You could say Rock Laforge operates the dairy farm of the future, and that’s why he received the 2015 New Brunswick Bioscience Achievement Award from BioNB.

A fourth-generation farmer from Saint-Andre (50 kilometres southeast of Edmundston), Laforge heads Laforge Bioenvironmental, which powers his farm by burning the gas produced by waste products. The residue is then used as fertilizer. The facility even produces enough electricity that it sells some to NB Power’s grid.

“We can only supply 1,000 kilowatts to the grid now … but eventually we may bring it up to 1,500 kilowatts,” Laforge said in a phone interview Wednesday.

The biogas facility represents a $7-million investment in two plants and together they generate clean, renewable energy.

The system comprises two anaerobic digesters that take waste such as manure and other residues from the Laforge farm and other neighbouring food producers. The waste is mixed and fed into the digesters so that it produces methane as the organic material breaks down. Each digester comprises a lagoon covered by a flexible membrane that captures the methane as it escapes the mixture. The methane — a form of natural gas — is then burned to power an electrical generator.

Related: In Praise of NB's Biotech Community

Laforge said he set up his first digester, with a 1,500-cubic-metre capacity, about seven years ago, and it was so successful that it led to the recent construction of a second digester with a capacity of 10,000 cubic metres.

The two plants generate enough energy to power the entire dairy operation and 1,000 homes in the area.

Once the mixture is completely broken down, the residue is a rich organic compost that Laforge uses as fertilizer.

“The Laforge facility is a compelling example of true New Brunswick resourcefulness, transforming residuals from local agriculture and food processors into sustainable, high-value products,” BioNB said in the news release that announced the award. “The Laforge family has a true entrepreneurial spirit, and they use the expertise learned from their own operations to help other farmers build similar projects.”

Laforge said he has worked closely on the project with the New Brunswick Community College Biorefinery Technology Scale-up Centre, whose researchers have helped in determining the optimum blend to produce the most methane possible.

He said he receives a payback for the capital investment over a 10-year period, so within three years from now the initial tank will have paid for itself. In addition to reducing his heating and electricity costs, he does not have to buy fertilizer, which further reduces his operating expenditures.

Laforge envisages expanding the operation in the future as other farms become more familiar with the operation.

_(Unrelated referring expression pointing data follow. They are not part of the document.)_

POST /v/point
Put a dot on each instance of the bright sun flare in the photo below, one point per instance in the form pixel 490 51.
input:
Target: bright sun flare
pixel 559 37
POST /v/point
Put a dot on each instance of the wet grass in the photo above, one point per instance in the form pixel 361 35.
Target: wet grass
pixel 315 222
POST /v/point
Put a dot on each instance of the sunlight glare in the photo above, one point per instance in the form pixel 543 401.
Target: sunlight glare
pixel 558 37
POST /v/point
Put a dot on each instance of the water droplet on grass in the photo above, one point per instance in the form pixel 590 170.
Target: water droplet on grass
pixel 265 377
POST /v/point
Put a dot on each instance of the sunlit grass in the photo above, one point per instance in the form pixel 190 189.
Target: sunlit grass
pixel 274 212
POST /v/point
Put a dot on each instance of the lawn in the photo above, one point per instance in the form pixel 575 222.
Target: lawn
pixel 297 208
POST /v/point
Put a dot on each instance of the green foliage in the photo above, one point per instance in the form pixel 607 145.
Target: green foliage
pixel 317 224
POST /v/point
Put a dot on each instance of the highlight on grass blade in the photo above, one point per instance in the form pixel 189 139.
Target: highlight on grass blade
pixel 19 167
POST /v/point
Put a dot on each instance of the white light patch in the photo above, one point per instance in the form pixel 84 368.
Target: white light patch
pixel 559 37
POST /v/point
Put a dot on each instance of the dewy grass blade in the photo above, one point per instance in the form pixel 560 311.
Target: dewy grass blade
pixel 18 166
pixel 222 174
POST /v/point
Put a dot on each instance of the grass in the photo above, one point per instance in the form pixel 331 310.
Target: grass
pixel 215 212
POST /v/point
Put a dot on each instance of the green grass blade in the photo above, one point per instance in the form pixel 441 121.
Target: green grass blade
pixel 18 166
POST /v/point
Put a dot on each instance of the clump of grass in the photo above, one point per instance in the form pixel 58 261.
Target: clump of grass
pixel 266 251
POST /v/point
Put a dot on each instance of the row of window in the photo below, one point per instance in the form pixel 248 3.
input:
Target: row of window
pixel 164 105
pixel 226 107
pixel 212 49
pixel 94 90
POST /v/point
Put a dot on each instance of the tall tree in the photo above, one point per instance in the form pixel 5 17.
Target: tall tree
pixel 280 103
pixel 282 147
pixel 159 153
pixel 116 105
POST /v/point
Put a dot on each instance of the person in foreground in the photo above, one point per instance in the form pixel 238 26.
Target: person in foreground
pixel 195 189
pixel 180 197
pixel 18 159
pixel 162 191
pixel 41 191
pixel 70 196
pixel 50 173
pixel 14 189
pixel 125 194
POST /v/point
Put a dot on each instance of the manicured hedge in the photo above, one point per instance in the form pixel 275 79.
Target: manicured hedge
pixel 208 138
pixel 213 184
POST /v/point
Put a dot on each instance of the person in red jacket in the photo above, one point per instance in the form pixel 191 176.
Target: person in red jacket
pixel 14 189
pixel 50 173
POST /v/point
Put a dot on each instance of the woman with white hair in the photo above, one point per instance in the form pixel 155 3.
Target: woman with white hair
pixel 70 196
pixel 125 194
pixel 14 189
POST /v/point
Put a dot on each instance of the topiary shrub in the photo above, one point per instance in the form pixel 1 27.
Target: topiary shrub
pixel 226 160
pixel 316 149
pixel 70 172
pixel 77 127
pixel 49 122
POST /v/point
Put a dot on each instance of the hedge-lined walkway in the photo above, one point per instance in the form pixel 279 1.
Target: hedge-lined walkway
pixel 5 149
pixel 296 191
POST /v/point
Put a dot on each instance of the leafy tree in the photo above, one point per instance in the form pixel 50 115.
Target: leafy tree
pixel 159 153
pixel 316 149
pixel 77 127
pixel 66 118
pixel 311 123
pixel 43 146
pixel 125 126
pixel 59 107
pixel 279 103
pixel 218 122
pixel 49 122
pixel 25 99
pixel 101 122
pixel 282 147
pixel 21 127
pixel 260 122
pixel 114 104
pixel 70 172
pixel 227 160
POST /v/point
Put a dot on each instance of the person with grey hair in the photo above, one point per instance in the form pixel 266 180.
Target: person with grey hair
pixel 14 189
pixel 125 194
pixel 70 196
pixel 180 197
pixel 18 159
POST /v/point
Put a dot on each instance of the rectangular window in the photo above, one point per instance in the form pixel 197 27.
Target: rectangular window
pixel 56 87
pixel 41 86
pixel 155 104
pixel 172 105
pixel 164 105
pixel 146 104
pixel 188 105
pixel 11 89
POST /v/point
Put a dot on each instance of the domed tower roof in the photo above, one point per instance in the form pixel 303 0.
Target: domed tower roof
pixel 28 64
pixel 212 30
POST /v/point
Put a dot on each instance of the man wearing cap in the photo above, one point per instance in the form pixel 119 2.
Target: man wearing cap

His farm is a 400-hectare operation, but the total farmland that could be using such an operation in his vicinity amounts to 3,200 hectares.

BioNB said the other finalists for its annual award were: Mycodev Group of Fredericton, which developed a new method of producing chitosan, a material that has numerous commercial applications in such fields as medicine, agriculture, wine or industry; and Erik Scheme, the NB Innovation Research Chair in Medical Devices, who is active in the medical technologies industry in Atlantic Canada.